Let us rigorously analyze how it is possible we can construct "lines". It's quite simple: we follow the same analysis as we do in geometry with vectors. As we take the vector defined by the two points and add copies of it to one of our points, we might take "that quality that differentiates coffee from hot chocolate" and "add it to coffee several times" to get "espresso". The picture is kind of like: 

HOTCHOC ---------------> COFFEE 
Then just copy/extend:
HOTCHOC ---------------> COFFEE -----------------> ESPRESSO
Of course we're essentially doing x = t(v_0) + COFFEE, where t = 2 and x = ESPRESSO, but we let t vary on some continuum and we get a line. 

Again it is important to note that in fact we have more than a line -- we have  "thick line", since around every point we have a radius of applicability. So it's more like a tube. 

An aside: Obviously the sort of thinking wherein you consider events/objects/etc. as tuples is pretty common in fields such as machine learning, but I'd like to point out another way it illuminates a particular phenomena. 
As in music theory and learning, we notice that music was done perfectly well far before any real music theory was developed (I mentioned this in a previous post). If we model this in terms of a vector space, when humans developed music, we were discovering, say, some particular subset of a space. When we developed music theory, we stepped back at our subset and performed some principal components analysis to break it down into simpler parts. Again it is tempting to claim that the eigenvectors given by such a method are somehow canonical or natural in the sense that they ARE why we developed music a certain way, but that's not necessarily so!
For analogy, we have seen that there are several symmetric ways to look at an n-gon, and there are several bases for a vector space that are sometimes more convenient than others in particular cases. (In more mathematical detail, there are conjugate transformations that express a particular reflection along another line of symmetry in terms of the original reflection and a "change of coordinates, just as there is a change of coordinates that can express a linear transformation as a simple shear transformation in a vector space.) In the same way, there might be a another nice basis for music that perhaps more clearly explains why we call certain things music (i.e. they belong to the subset, i.e. we "recognize" it) and other things not (i.e. they don't belong to the subset) -- i.e. it might be more natural. Or perhaps there is no real "basis" -- there's some other mechanism (whim?) that causes us to identify what's music and what's not. Nobody says that we identify music by projecting the item onto some vector subspace. 
Anyways, we can probably extend this to more than problems concerning "recognizing" -- a lot of different skills: musical instruments, sports, etc. consist of a family of individual micro-skills that are often after-the-fact distilled down to core skills and given structure.
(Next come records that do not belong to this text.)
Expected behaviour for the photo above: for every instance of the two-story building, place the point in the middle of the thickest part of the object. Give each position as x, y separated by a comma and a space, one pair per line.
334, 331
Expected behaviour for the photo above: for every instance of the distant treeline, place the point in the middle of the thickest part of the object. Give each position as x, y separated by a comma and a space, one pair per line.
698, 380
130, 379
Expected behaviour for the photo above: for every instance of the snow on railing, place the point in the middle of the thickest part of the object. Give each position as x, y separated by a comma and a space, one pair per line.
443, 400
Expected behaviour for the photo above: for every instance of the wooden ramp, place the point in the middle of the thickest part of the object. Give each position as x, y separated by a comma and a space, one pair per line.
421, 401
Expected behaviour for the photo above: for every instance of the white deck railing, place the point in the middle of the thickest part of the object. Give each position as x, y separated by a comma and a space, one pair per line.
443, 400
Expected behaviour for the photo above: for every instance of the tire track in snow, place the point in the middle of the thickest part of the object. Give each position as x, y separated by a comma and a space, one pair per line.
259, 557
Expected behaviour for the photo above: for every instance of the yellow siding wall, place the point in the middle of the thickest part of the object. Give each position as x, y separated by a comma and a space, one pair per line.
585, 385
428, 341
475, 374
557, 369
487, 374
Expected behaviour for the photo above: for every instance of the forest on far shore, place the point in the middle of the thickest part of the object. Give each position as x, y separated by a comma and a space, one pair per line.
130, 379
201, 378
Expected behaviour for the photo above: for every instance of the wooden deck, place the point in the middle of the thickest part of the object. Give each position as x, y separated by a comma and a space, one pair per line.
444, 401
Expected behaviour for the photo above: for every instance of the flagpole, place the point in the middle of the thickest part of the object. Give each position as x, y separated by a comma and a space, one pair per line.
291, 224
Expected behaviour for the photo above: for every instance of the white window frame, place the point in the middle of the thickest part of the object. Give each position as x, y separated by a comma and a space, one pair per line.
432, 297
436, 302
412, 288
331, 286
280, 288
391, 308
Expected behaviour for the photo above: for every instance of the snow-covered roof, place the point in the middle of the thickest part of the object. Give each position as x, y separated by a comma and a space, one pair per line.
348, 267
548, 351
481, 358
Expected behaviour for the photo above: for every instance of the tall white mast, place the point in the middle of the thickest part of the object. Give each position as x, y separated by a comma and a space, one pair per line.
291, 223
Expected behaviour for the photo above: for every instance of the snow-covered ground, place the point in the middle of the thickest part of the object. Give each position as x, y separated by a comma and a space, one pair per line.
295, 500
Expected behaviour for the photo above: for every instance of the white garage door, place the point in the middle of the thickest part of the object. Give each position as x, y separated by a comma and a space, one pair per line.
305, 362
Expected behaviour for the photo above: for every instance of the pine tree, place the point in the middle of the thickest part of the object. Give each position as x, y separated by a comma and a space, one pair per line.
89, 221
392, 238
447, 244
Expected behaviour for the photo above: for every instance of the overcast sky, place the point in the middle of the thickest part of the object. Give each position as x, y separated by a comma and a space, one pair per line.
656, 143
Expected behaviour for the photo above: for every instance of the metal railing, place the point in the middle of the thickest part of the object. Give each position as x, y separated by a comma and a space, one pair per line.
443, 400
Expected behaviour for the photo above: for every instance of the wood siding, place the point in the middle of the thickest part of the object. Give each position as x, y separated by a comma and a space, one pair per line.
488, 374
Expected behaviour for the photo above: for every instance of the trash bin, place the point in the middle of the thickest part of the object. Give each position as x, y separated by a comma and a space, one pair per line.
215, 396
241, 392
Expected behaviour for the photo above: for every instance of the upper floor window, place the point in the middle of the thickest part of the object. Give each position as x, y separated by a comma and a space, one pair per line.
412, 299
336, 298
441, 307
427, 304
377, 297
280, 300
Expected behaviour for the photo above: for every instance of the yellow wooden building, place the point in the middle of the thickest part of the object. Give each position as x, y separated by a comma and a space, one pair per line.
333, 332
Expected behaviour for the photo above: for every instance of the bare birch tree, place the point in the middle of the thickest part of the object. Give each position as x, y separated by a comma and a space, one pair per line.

Mathematics itself is built the same way -- the clean organizations and categorization of subfields didn't always exist, nor do they need to! 

Appendix:
Define "recognize": Essentially tasting them will be "familiar" -- won't feel new -- you can construct it as a point on the line. 
Define "radius of applicability": A point has a "radius of applicability". If another point (i.e. experience) is sufficiently "similar" to our "learned" point in that we may also say this new point is roughly "learned", then we say that this new point is within the first point's "radius of applicability". We could hypothetically also quantify "roughly learned" with some finer model, but we want to begin with a simple model.